|
 |
 |

G20 - "I Can't Believe it"
by Joseph Toscano
Wednesday November 15, 2006 at 03:15 PM
Repost from Anarchist Age Weekly Review No 716
Anybody who thinks this weekend's G20 conference at the Grand Hyatt in Melbourne will do anything to eradicate world poverty has been reading too many of those sycophantic reports about the joys of capitalism, 'free' trade, globalisation and corporatisation that seem to pop up with monotonous regularity in the fourth estate.
The money men meeting at the Grand Hyatt have only one thing on their mind - how to stave off the next inevitable crises that bedevils an economic system based on the creation of ever increasing profits, irrespective of the human, social and environmental costs. Capitalism, whether controlled by private corporations as in the US or by the State as in China, creates monopolies that manipulate the mythical 'free' market to maximize their profits at the expense of the rest of the community.
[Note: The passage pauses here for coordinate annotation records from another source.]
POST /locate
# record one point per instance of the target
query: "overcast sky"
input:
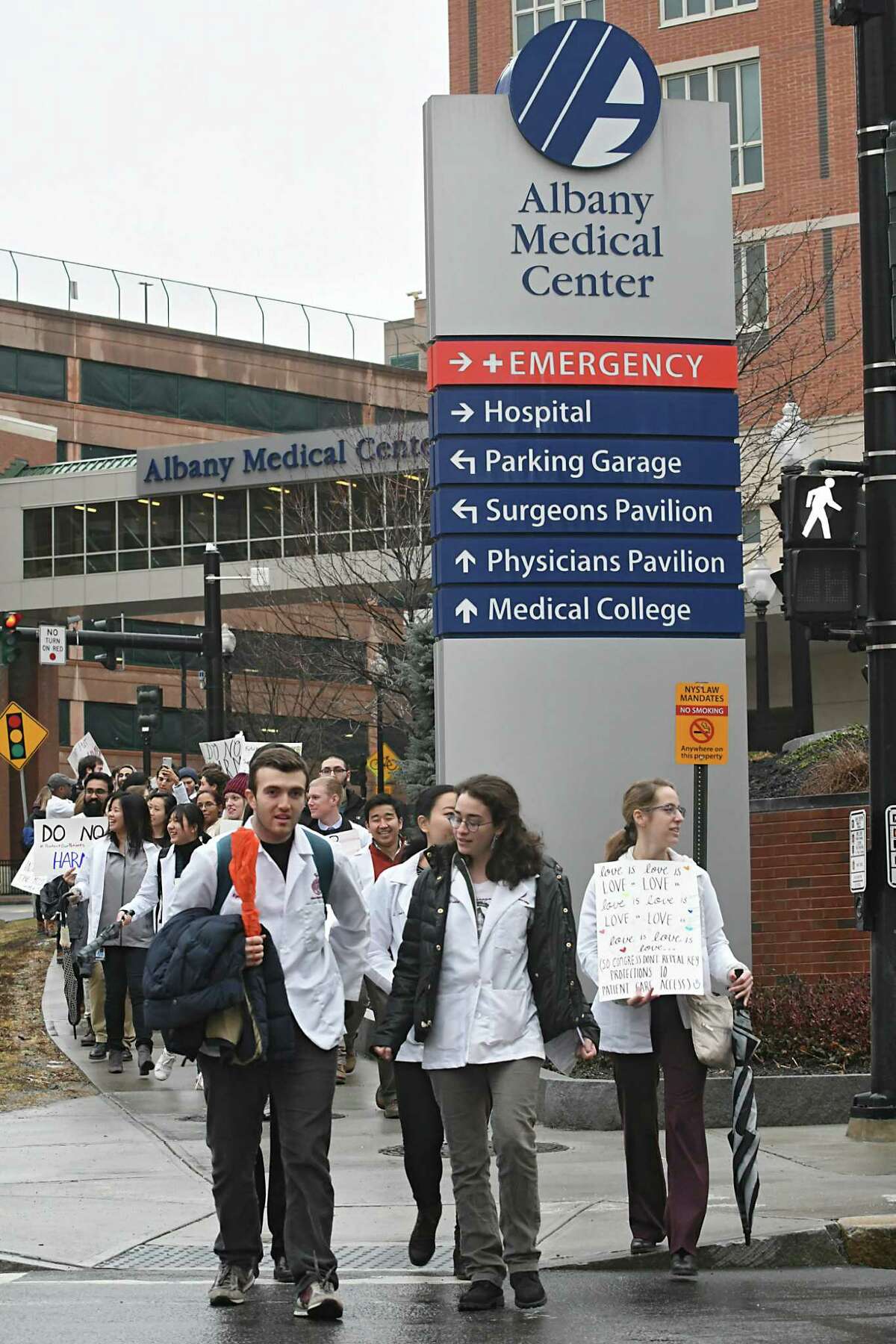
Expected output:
(270, 146)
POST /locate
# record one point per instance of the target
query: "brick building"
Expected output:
(788, 78)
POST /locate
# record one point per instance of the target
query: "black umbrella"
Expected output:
(744, 1135)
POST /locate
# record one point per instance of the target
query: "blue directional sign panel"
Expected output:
(585, 461)
(556, 609)
(574, 410)
(585, 508)
(555, 559)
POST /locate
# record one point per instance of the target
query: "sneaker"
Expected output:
(282, 1273)
(421, 1248)
(230, 1287)
(319, 1303)
(482, 1296)
(166, 1063)
(528, 1290)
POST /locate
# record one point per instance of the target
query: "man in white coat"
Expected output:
(320, 974)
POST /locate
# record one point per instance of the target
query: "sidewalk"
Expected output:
(94, 1180)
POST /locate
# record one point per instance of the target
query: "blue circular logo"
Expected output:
(583, 93)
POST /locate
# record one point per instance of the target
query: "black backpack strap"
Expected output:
(225, 880)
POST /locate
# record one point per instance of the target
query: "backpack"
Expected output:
(321, 853)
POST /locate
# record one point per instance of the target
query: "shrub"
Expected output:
(820, 1026)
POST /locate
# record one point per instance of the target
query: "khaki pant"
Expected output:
(97, 989)
(508, 1092)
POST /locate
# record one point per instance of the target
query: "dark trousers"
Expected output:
(655, 1214)
(122, 969)
(422, 1133)
(302, 1093)
(272, 1191)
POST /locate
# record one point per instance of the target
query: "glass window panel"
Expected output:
(101, 527)
(153, 393)
(231, 517)
(7, 370)
(753, 166)
(202, 399)
(38, 532)
(42, 376)
(250, 406)
(199, 519)
(750, 101)
(105, 385)
(69, 530)
(134, 524)
(264, 511)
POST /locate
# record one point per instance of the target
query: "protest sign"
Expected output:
(87, 746)
(63, 843)
(648, 927)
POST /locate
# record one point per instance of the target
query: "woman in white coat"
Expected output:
(648, 1031)
(120, 880)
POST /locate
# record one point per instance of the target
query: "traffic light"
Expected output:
(10, 641)
(822, 523)
(149, 709)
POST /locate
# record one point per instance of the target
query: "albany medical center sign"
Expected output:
(583, 414)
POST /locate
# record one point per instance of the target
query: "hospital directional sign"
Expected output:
(575, 410)
(585, 508)
(585, 461)
(588, 611)
(508, 559)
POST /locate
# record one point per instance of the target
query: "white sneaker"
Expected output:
(166, 1063)
(319, 1303)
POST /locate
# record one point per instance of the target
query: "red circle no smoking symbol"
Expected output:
(702, 730)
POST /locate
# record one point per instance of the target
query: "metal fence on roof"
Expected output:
(207, 309)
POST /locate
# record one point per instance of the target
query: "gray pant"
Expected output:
(302, 1092)
(465, 1095)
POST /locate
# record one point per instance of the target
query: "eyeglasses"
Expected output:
(472, 824)
(669, 808)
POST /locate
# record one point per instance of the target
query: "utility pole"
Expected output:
(874, 1113)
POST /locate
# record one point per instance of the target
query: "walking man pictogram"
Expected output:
(818, 502)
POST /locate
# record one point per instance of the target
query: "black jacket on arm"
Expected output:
(559, 999)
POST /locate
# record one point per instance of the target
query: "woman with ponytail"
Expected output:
(648, 1033)
(485, 974)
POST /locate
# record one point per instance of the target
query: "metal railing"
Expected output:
(207, 309)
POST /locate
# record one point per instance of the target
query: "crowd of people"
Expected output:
(450, 922)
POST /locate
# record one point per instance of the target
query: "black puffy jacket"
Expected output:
(553, 968)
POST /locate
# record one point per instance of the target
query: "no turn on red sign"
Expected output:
(702, 724)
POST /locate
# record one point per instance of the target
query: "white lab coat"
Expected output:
(93, 875)
(320, 974)
(485, 1008)
(388, 902)
(623, 1030)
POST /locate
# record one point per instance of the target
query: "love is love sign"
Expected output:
(648, 927)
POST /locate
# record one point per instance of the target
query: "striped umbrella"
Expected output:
(744, 1135)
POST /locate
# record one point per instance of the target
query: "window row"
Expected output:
(261, 523)
(30, 373)
(210, 401)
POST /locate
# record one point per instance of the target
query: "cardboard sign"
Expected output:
(648, 927)
(63, 843)
(87, 746)
(702, 724)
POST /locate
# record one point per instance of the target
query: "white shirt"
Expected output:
(485, 1008)
(625, 1030)
(388, 902)
(320, 974)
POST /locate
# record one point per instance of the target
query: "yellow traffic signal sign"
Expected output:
(20, 735)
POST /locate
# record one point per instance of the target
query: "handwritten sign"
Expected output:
(63, 843)
(648, 929)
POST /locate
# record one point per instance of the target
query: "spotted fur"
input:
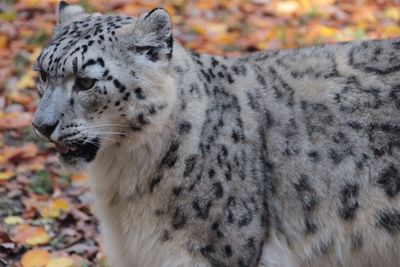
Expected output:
(278, 158)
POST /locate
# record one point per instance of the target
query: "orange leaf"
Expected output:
(27, 151)
(60, 262)
(29, 235)
(35, 258)
(54, 208)
(15, 120)
(5, 175)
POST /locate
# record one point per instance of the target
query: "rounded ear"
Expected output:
(150, 34)
(66, 12)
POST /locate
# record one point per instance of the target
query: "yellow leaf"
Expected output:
(60, 262)
(392, 13)
(287, 7)
(35, 258)
(327, 31)
(3, 41)
(54, 208)
(27, 80)
(29, 235)
(12, 220)
(391, 31)
(5, 175)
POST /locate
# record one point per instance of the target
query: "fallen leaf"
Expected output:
(54, 208)
(5, 175)
(392, 13)
(27, 151)
(60, 262)
(15, 120)
(30, 235)
(12, 220)
(286, 7)
(35, 258)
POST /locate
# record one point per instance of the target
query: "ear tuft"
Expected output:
(151, 35)
(67, 12)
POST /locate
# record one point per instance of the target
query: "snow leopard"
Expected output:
(275, 158)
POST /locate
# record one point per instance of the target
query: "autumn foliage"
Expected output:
(45, 220)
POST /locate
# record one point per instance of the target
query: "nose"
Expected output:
(46, 128)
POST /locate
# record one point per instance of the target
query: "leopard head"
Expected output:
(103, 79)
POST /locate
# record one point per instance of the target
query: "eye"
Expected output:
(43, 76)
(84, 83)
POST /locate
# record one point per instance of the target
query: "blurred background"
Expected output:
(44, 214)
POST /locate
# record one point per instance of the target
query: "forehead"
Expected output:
(75, 40)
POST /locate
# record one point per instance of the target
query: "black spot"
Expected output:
(215, 228)
(184, 127)
(214, 62)
(207, 250)
(88, 63)
(100, 61)
(389, 219)
(139, 93)
(348, 197)
(228, 250)
(202, 209)
(218, 190)
(261, 80)
(171, 156)
(126, 96)
(389, 180)
(141, 119)
(166, 235)
(310, 226)
(357, 241)
(190, 162)
(177, 190)
(155, 182)
(211, 173)
(314, 156)
(179, 219)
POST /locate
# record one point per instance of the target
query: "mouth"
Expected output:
(79, 150)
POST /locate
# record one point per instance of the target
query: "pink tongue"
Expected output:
(62, 149)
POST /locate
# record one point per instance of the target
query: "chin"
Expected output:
(79, 156)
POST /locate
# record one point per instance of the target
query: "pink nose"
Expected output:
(45, 129)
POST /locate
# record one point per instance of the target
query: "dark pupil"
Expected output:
(43, 76)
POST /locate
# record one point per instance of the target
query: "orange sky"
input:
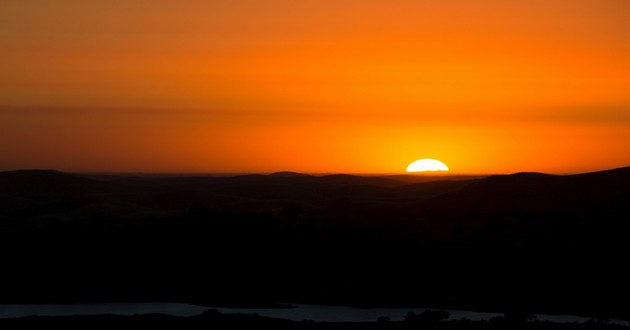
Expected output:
(358, 86)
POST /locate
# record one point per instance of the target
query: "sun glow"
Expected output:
(424, 165)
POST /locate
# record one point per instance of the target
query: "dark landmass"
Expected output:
(214, 320)
(527, 242)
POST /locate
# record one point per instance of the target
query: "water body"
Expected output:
(297, 312)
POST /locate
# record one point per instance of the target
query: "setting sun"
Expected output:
(424, 165)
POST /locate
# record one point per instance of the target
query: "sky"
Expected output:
(326, 86)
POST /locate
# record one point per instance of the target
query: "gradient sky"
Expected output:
(358, 86)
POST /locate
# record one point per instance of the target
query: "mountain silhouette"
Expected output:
(524, 241)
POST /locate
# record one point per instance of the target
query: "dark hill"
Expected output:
(525, 242)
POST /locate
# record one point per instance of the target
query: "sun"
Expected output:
(427, 164)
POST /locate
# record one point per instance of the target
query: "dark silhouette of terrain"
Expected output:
(520, 243)
(214, 320)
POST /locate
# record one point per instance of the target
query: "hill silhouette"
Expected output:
(529, 242)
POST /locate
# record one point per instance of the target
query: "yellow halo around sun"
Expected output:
(427, 164)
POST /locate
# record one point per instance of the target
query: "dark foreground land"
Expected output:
(526, 242)
(214, 320)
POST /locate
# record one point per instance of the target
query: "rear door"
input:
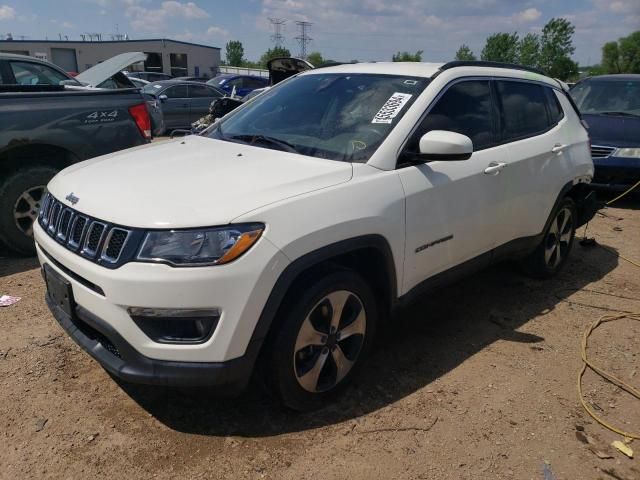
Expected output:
(453, 208)
(176, 107)
(530, 128)
(200, 97)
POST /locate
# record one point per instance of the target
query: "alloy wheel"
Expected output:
(558, 238)
(329, 341)
(26, 208)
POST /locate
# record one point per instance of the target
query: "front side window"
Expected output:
(613, 97)
(464, 108)
(335, 116)
(523, 109)
(27, 73)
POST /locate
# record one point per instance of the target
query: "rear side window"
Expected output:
(179, 91)
(464, 108)
(199, 91)
(555, 110)
(523, 109)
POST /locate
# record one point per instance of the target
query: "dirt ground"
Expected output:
(477, 381)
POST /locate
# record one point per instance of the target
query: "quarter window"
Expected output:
(464, 108)
(524, 110)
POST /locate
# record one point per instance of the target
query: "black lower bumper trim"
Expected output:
(118, 357)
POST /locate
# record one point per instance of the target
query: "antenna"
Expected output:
(303, 38)
(277, 36)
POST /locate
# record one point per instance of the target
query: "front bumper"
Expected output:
(615, 173)
(118, 357)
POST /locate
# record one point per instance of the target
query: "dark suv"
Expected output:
(610, 104)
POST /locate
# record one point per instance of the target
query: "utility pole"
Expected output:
(277, 38)
(303, 38)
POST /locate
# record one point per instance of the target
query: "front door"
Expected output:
(454, 209)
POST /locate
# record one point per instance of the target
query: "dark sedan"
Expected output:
(610, 104)
(243, 84)
(182, 103)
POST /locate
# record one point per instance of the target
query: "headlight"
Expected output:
(207, 246)
(628, 152)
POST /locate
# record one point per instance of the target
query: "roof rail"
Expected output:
(479, 63)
The 43 delegates chatting to each other at a meeting at which no notes will be taken, are concerned about the long term viability of an economic system that promises so much to so many, but only seems to be able to meet the expectations of a shrinking minority. For every Chinese and Indian that has prospered from the recent economic 'reforms' in those countries, another five have been driven into further debt and poverty.
The delegates at the G20 meeting on Saturday know they face a revolt, not just from the growing numbers of poor, but from the new middle classes whose economic 'fortunes' are based on the accumulation of debt. They are concerned more and more people have lost faith in the market's ability to face any of the major problems we face both as individuals and a world community. Foremost in their minds will be the rising tide of militancy in South America where more and more people are demanding national assets be taken from the hands of private corporations and the profits made from these assets be re-distributed to the people, not sent offshore to line the pockets of the major shareholders of a rapidly decreasing number of powerful monopolies who dictate the economic fortunes of nation States.
The 43 delegates know that if they cannot put contingency plans in place to deal with the increasing global resentment their economic policies are creating, the days of the economic dinosaurs they are trying to blow new life into, are numbered. The eradication of poverty has nothing to do with maintaining the current economic system and everything to do with the creation of a new economic system based on the satisfaction of real, not manufactured needs - where the common wealth is owned by the community as a whole and is used to satisfy the community's needs, not increase the power and wealth of private corporations, the government of the day and the State.
What the G20 delegates are frightened of is the increasing number of people who are taking the first tentative steps to take power and wealth back from the hands of the State and private corporations and put it back into the hands of the community. No wonder they won't be taking notes or sharing their consensus with the rest of us when they finish their talkfest.